En 1944, la statue est projetée sur les blocs brise-lames à la suite de l’explosion volontaire de mines par les Allemands au moment de leur évacuation de Cannes. Elle est très abîmée : la tête est manquante, de même que la main droite qui tenait la barre ; la main gauche a également été endommagée. La ville de Cannes prend l’initiative de restaurer le monument. L’entrepreneur sollicité, Émile Patras, le même qui avait aidé l’artiste en 1936, note qu’il est par ailleurs nécessaire de refaire le parement pour reprendre les inscriptions en relief ou gravées. En février 1948, il établit un devis pour un montant de 193 000 francs. Ne parvenant pas à achever le travail pour l’inauguration de la jetée reconstruite, prévue le 14 juin suivant, Émile Patras le restaure à la hâte avec du plâtre teinté. Ce 14 juin 1948, plusieurs personnalités sont présentes à cette cérémonie, dont le sous-préfet de Grasse, Pierre Fouineau, et le maire de Cannes Jean-Charles Antoni. Elle est présidée par Pierre de Gaulle, président du Conseil municipal de Paris. Cette remise en place de la stèle est non seulement un hommage rendu à la mémoire de l’éminente yachtwoman, mais aussi la manifestation de la survivance du yachting sur la Côte d’Azur. Le maire de Cannes a cependant dû insister pour que le président de la SRC, Fernand Rouff et le Comte Étienne de Ganay, président du YCF soient présents. Deux pelotons de fusiliers marins sont mobilisés, et de nombreux yachtsmen, dont les voiliers sont pavoisés, participent également à l’évènement. En cette période d’après-guerre, le patriotisme et l’engagement de Virginie Hériot pour la France sont salués.

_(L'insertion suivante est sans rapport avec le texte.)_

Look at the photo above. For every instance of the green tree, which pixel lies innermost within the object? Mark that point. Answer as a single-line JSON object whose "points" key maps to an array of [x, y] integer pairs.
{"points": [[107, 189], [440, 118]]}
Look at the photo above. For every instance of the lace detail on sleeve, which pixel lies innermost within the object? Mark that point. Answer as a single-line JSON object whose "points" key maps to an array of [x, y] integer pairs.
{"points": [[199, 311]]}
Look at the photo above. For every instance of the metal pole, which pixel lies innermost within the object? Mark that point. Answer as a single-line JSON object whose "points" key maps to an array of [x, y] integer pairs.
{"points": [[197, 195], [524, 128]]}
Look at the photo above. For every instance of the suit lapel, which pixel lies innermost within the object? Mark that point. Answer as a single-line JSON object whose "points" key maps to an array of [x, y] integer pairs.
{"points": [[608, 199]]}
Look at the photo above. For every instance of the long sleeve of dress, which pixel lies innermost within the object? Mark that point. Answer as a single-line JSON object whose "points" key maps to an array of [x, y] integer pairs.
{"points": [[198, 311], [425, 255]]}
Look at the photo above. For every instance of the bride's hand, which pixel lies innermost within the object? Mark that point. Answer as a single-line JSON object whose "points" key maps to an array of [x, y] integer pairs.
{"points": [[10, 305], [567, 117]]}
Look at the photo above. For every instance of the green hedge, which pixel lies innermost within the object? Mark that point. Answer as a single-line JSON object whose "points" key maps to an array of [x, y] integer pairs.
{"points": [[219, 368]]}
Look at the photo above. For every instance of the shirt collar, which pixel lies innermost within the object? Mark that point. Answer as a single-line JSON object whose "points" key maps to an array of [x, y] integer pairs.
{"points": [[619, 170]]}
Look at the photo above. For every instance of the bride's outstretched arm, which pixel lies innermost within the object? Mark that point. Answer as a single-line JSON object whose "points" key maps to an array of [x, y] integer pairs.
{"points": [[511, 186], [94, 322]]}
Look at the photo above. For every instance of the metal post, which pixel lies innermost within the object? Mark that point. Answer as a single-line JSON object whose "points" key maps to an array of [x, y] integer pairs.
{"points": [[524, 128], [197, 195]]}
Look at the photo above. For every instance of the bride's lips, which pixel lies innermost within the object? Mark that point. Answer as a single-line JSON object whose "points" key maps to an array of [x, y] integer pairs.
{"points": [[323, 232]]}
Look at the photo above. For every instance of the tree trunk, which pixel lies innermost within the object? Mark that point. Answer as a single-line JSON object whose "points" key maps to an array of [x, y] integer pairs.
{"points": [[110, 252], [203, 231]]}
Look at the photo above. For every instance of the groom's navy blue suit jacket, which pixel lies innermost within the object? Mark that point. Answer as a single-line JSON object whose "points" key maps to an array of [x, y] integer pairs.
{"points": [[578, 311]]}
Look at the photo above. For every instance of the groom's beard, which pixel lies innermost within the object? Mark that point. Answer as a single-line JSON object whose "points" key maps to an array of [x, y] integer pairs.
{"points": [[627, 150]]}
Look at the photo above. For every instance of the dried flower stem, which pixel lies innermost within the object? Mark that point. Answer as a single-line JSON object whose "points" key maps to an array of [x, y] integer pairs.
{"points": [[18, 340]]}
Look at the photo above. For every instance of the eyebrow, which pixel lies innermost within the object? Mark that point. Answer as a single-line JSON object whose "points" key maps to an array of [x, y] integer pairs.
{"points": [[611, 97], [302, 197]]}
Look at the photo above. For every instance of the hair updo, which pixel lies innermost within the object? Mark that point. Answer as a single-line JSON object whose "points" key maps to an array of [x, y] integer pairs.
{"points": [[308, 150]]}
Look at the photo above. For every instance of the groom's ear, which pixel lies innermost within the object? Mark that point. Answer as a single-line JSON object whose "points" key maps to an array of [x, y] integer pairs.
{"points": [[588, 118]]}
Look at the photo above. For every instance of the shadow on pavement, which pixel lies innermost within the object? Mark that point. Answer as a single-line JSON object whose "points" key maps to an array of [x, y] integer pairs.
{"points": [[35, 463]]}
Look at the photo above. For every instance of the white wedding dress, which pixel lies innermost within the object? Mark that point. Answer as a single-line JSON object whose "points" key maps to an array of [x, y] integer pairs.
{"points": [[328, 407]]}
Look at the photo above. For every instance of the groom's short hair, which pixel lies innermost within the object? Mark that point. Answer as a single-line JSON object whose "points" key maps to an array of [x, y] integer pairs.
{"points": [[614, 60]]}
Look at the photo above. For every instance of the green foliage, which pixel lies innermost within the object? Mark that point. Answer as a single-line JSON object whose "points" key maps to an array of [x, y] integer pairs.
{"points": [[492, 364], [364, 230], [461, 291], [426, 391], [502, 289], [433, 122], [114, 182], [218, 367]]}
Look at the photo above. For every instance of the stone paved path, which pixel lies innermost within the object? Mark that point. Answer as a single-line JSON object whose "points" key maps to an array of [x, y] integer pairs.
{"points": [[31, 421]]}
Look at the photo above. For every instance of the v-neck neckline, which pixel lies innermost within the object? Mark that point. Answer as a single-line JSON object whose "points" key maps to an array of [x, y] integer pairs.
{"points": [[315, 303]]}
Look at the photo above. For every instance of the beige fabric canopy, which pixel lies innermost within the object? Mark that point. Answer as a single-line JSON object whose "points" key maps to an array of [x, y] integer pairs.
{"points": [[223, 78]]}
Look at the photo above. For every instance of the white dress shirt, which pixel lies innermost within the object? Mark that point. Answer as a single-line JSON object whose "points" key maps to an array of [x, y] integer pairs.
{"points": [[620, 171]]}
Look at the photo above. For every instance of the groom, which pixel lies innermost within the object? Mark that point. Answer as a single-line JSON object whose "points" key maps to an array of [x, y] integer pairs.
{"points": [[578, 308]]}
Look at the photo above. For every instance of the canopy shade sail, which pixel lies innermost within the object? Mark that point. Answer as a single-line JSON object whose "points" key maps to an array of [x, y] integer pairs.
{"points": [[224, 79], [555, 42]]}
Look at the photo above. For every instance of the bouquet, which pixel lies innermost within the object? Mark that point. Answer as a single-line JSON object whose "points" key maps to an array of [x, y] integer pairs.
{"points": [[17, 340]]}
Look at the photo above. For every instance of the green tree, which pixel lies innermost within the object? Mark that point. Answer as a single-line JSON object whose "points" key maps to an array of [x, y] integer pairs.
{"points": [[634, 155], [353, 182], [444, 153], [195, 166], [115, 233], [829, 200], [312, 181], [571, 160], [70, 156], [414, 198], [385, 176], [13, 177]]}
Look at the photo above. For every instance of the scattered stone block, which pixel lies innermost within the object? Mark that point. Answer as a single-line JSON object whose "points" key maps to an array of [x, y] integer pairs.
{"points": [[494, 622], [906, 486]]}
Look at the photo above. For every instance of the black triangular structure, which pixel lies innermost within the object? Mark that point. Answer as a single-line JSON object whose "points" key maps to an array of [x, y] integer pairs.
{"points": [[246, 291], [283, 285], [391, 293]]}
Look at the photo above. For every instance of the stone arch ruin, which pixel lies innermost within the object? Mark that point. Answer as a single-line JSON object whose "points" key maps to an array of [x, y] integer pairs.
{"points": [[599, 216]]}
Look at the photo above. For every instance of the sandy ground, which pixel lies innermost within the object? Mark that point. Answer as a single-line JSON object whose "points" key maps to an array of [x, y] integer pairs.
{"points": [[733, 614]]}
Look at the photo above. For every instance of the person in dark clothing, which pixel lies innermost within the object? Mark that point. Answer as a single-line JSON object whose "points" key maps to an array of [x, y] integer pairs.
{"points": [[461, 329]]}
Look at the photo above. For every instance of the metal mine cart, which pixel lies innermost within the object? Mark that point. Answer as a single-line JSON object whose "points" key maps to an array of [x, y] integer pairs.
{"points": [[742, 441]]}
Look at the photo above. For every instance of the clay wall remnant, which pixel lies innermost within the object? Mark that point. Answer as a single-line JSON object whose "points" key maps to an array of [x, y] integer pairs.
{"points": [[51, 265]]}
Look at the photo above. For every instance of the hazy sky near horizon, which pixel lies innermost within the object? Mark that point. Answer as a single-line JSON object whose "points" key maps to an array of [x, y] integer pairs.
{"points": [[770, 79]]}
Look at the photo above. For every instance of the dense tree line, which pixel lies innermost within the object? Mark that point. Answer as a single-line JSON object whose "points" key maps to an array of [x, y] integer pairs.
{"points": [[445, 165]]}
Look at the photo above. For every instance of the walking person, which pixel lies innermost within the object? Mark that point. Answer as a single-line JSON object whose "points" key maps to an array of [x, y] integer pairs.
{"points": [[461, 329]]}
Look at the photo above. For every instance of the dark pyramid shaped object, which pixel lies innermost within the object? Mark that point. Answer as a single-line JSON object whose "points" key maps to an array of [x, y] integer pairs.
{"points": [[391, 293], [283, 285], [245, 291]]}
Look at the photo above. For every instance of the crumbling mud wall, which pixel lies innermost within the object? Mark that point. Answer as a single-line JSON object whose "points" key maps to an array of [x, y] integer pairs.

Dans les mois et les années qui suivent, plusieurs personnalités de passage à Cannes déposent une gerbe au pied de la stèle en hommage à Virginie Hériot, par exemple Micheline Ostermeyer, championne olympique du lancer du poids et du lancer du disque aux Jeux de Londres en 1948. Lors de la même cérémonie est également présent Michel Pécheux champion du monde et champion olympique par équipes d’escrime.

Un imbroglio financier

Raoul Bénard, absent lors de l’inauguration, n’est cependant pas satisfait du travail de restauration accompli. Par un courrier adressé au maire de Cannes dès le 16 juin 1948, il demande à ce que la municipalité lui « rende compte des retouches qui ont été faites sans [son] assentiment ». La mairie demande alors à l’entrepreneur, Émile Patras, de surseoir aux travaux. Raoul Bénard ne désarme pas. Le 29 juillet 1948, il écrit : « je ne puis donc concevoir que la restauration [définitive] ne se fasse pas par moi […] je considère mon contrôle et mon intervention indispensables ». Il propose de venir sur place ne réclamant que les frais de transport et de séjour. L’affaire traîne, la municipalité ne répondant pas aux demandes de Bénard. Ce dernier fait alors intervenir la Société des artistes français (SAF), qui envoie un courrier, en date du 16 novembre 1948, pour faire valoir les droits de l’artiste sur son œuvre.

Les services de la ville mentionnent alors que la municipalité n’a pas « de crédits suffisants pour faire venir M. Bénard ». Ils proposent d’envoyer une lettre descriptive et une photo. De son côté la SAF, sans nouvelle de la municipalité, prend attache auprès de la sous-préfecture, laquelle contacte à son tour la mairie le 7 janvier 1949. Le 28 janvier 1949, Bénard s’adressant au maire de Cannes évoque les indemnités qu’il escompte percevoir pour une restauration qu’il entend contrôler (175 000 francs plus les frais de séjour). Il reproche par ailleurs à Émile Patras 25 cm manquant à la base de la statue en comparaison de l’original.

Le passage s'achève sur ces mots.